Kael remembered this day.
He had tried to forget it in his previous life.
The sun was setting when the shouting began.
Villagers gathered near the storage barns. Fear spread quickly — like rot. Kael stepped out of his home, already knowing what he would see.
Three men stood in the center of the road.
Leather armor. Rusted blades. Smirks that reeked of cheap confidence.
The Black Fang gang.
Small-time criminals now.
Future collaborators with a demon cult.
And between them—
His elder sister.
Lena.
Her hands were bound. Her lip was bleeding. But she wasn't crying.
She was glaring.
"KAEL!" one of the men shouted. "Come out, you little rat!"
Of course.
Last week, Kael had quietly broken the arm of one of their members when he tried to extort grain from the villagers. He had calculated the angle, the pressure — enough to cripple, not kill.
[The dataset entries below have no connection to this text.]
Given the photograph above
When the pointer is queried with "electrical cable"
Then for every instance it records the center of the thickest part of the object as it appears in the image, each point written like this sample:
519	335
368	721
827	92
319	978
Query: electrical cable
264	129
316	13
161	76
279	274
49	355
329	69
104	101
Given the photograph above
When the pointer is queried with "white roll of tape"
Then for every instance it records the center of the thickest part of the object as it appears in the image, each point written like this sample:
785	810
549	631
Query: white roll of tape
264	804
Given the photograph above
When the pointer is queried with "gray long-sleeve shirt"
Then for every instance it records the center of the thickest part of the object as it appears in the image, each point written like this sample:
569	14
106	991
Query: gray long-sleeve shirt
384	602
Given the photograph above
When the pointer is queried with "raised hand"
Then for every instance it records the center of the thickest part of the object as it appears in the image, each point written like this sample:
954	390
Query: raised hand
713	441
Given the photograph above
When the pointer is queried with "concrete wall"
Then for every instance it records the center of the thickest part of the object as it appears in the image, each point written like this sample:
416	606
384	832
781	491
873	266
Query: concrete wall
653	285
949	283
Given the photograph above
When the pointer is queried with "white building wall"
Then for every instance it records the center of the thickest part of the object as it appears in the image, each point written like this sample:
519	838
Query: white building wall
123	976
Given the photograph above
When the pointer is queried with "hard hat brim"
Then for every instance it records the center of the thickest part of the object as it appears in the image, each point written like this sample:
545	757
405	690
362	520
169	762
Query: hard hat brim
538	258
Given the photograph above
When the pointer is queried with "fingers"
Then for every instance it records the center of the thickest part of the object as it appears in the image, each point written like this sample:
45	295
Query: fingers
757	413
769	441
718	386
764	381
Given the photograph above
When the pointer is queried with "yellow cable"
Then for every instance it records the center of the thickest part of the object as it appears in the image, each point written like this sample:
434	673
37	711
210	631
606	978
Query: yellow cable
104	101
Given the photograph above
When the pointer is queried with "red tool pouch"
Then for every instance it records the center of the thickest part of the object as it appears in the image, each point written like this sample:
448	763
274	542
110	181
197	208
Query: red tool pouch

He'd known retaliation would come.
What he hadn't allowed for, in his previous life…
Was hesitation.
Kael stepped forward calmly.
"I'm here."
The villagers tried to stop him. He ignored them.
The gang leader, Darek, grinned. "Thought you were brave, huh? Breaking my brother's arm?"
Kael said nothing.
He was studying distance.
Wind direction.
Foot placement.
Weakness.
Darek shoved Lena to her knees. "Kneel. Apologize. Maybe we let her live."
In his previous life—
Kael had knelt.
He had begged.
They had beaten him unconscious anyway.
And Lena had nearly died.
Not this time.
Kael walked forward.
Then he stopped.
Three heartbeats.
He inhaled.
His current body was weak. Fourteen. Unrefined. Limited aura flow.
But his mind?
It belonged to the Sword Saint.
Darek stepped closer. "Didn't you hear—"
Kael moved.
A stone left his hand first, thrown with precise rotation. It shattered Darek's nose.
Before the man even screamed, Kael was already inside his guard.
He drove his elbow into Darek's throat.
Twist.
Grab.
Snap.
The man collapsed, choking.
The other two rushed him in panic.
Too wide.
Too sloppy.
Kael slid low, kicked the knee joint of the first — dislocating it cleanly. He stole the falling blade mid-air.
One slash.
A shallow cut across the second man's forearm — severing tendons without killing him.
Screams filled the road.
It was over in less than ten seconds.
Kael stood still.
Breathing evenly.
Darek crawled backward, blood pouring from his face.
"You— you're a monster—"
Kael's eyes were cold.
"No," he said quietly. "You just chose the wrong life."
He struck once more.
Silence returned to the village.
Lena stared at him.
"You've changed," she whispered.
He gently untied her hands.
"Stay behind me next time," he replied.
But inside—
He was shaking.
Not from fear.
From realization.
Even in a weakened body, his experience made him lethal.
That night, after everyone slept, Kael went to the forest.
He began training.
Slowly.
Carefully.
He adjusted breathing patterns to force premature aura circulation. It hurt — like swallowing glass.
He practiced footwork until his soles bled.
He reinforced tendons by striking trees thousands of times with controlled force.
He couldn't train openly. Too suspicious.
So he trained at night.
Every night.
He mapped future enemies in his mind.
He replayed battles he had already fought once.
Corrected mistakes.
Refined movements.
Day by day—
His weak body began adapting to a soul that had already touched the peak.
And far away, deep in the forest—
Something watched him.
Kael paused mid-swing.
His instincts screamed.
Good.
He welcomed it.
Because strength—
Was not given.
It was carved.
And this time—
He would carve himself into something even demons feared.